This project analyzes On-Time Performance Dataset. Report can be found here
On Time performance data consists of airport and airline data in USA across the past 30 years. The dataset size is 60 GB split across 330+ CSV files. Each file has 100+ fields. Only a few of the fields are relevant. The dataset requires significant cleaning before relevant information can be extracted.
The project dived into seasonal trends across airports and airline delays. The delays were visualized over the past 30 years for the top 5 airports and airlines with maximum delays. The insights captured matched with the world events which led to those delays.

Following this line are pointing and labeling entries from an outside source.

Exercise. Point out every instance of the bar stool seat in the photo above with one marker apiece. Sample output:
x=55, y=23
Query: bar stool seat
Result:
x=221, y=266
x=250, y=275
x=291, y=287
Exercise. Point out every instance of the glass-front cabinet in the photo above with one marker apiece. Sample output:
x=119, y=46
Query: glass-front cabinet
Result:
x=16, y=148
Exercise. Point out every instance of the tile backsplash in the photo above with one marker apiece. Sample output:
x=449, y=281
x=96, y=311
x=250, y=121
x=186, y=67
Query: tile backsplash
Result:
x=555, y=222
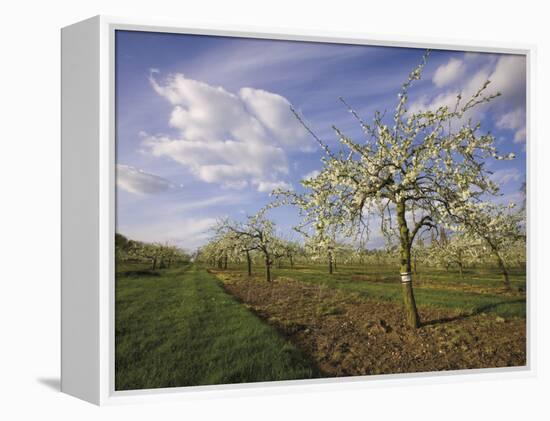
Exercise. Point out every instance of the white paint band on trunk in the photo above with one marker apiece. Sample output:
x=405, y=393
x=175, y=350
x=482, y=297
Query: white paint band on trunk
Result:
x=406, y=277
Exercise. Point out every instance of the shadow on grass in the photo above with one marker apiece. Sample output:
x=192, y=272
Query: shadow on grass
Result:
x=481, y=309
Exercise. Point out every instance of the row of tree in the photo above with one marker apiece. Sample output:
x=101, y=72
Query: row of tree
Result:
x=156, y=255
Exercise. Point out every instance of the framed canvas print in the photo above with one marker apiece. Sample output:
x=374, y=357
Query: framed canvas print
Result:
x=247, y=209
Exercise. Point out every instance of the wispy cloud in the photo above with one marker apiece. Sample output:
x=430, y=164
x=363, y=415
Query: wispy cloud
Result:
x=235, y=140
x=140, y=182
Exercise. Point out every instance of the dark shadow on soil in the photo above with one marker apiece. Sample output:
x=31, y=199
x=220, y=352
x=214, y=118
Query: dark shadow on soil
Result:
x=479, y=310
x=53, y=383
x=284, y=332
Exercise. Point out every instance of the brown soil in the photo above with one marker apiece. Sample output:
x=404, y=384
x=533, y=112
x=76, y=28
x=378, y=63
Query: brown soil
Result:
x=347, y=335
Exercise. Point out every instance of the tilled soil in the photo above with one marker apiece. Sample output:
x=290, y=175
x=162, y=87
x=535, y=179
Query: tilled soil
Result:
x=346, y=335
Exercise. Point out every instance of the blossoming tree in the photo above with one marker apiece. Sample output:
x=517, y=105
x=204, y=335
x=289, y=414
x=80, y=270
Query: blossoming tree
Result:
x=413, y=169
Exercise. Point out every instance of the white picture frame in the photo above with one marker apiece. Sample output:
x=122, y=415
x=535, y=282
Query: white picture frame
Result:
x=88, y=214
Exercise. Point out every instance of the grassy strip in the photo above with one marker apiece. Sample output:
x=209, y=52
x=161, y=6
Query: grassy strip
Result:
x=178, y=327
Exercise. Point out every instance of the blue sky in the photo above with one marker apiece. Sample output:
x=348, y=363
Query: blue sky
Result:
x=205, y=131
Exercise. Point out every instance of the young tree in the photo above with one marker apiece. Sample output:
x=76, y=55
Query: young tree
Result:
x=499, y=226
x=460, y=250
x=417, y=164
x=258, y=233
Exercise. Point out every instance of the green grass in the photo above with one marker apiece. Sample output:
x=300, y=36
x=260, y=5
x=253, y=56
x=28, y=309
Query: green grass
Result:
x=177, y=327
x=440, y=288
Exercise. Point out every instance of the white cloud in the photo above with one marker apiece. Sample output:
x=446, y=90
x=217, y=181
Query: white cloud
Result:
x=311, y=174
x=236, y=140
x=505, y=176
x=514, y=120
x=140, y=182
x=188, y=233
x=507, y=75
x=268, y=186
x=449, y=72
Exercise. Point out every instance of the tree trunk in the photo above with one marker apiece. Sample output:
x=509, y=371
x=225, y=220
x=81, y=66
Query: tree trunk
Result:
x=267, y=268
x=249, y=263
x=406, y=277
x=503, y=270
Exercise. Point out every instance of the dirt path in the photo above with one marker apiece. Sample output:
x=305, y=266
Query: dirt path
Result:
x=347, y=335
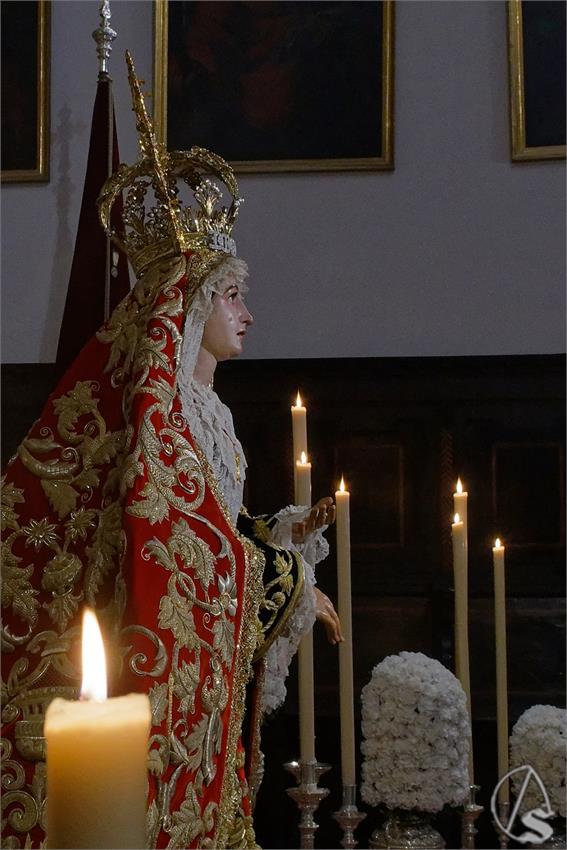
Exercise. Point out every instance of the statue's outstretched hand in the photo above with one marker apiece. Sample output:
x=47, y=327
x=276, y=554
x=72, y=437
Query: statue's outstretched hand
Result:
x=326, y=614
x=322, y=513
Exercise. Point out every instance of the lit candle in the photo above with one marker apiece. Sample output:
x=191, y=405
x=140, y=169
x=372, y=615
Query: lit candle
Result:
x=96, y=760
x=299, y=426
x=342, y=500
x=460, y=499
x=460, y=576
x=303, y=481
x=501, y=672
x=305, y=651
x=299, y=432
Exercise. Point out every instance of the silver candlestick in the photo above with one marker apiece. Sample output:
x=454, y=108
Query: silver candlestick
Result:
x=471, y=812
x=307, y=796
x=502, y=821
x=349, y=817
x=104, y=35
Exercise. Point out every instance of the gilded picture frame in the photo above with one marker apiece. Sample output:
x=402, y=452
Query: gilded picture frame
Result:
x=26, y=37
x=256, y=134
x=536, y=59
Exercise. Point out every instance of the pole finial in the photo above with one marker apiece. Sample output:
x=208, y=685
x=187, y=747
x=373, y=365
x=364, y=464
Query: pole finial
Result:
x=104, y=35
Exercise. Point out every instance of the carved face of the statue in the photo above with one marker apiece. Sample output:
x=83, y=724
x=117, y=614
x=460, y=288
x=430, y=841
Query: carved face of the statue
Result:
x=226, y=327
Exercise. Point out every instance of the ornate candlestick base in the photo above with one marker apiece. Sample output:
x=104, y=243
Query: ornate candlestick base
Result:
x=502, y=821
x=471, y=812
x=349, y=817
x=307, y=795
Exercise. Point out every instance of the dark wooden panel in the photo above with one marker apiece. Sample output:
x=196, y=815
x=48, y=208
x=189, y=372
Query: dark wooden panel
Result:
x=528, y=494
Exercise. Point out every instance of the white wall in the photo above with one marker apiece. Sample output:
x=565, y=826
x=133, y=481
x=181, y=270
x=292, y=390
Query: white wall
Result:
x=458, y=251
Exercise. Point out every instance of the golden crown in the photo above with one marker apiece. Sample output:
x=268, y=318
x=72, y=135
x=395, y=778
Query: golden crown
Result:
x=168, y=227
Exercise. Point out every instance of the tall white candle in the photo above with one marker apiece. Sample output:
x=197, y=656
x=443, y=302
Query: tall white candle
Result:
x=460, y=576
x=346, y=687
x=96, y=765
x=303, y=481
x=305, y=652
x=299, y=426
x=299, y=431
x=501, y=666
x=460, y=500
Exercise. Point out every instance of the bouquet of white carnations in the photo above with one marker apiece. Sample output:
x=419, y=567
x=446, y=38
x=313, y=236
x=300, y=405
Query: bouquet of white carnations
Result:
x=538, y=740
x=416, y=731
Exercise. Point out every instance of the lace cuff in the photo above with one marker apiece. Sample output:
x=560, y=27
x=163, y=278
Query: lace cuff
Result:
x=280, y=654
x=314, y=549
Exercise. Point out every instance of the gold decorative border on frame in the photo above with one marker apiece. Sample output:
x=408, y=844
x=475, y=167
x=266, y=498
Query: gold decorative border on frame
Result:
x=520, y=152
x=378, y=163
x=41, y=172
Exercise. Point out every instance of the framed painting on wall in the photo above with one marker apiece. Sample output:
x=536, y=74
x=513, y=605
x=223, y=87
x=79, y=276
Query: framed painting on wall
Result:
x=536, y=55
x=25, y=90
x=277, y=86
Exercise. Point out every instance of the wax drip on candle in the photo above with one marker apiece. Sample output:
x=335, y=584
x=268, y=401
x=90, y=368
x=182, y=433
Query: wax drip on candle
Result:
x=93, y=685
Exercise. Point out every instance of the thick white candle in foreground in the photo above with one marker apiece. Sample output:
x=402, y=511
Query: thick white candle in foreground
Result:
x=96, y=771
x=460, y=577
x=460, y=500
x=501, y=667
x=346, y=688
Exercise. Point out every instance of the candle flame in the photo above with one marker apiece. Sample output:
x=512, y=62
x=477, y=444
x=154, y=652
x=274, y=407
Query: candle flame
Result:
x=94, y=663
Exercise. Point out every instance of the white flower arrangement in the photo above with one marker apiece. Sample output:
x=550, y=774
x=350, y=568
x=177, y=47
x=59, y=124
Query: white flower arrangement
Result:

The project functionality was replicated in Hadoop and Spark in AWS .
Pre-requisites:
- Java (v1.8+)
- Spark (v2.2.0 compiled with Scala 2.11.X and hadoop-2.7)
- Scala (v2.11.X)
- .Renviron should exist to generate the report in R
- Hadoop(v2.8.1)
This project can output the result using both spark and hadoop. To run the project with hadoop, use make build
and make run
. For
spark version use make sbuild
and make srun
.
The hadoop version might require setup in your local machine. You may use make setup
to push the whole input directory in HDFS. Also, if you have the input
directory setup in local/HDFS, you will be able to run the whole program directly with make all
which builds the JAR, cleans HDFS output
and runs the JAR with hadoop.
Before running the project:
- Update the variables SCALA_HOME,SPARK_HOME,HADOOP_HOME,MY_CLASSPATH,SC_CLASSPATH as per your configuration in Makefile.
- Copy the input files to be processed in a folder
input
in the same level as src folder. - For the hadoop version and spark version, the output will be located in
output
.
More details can be found in the report.pdf and diff.pdf.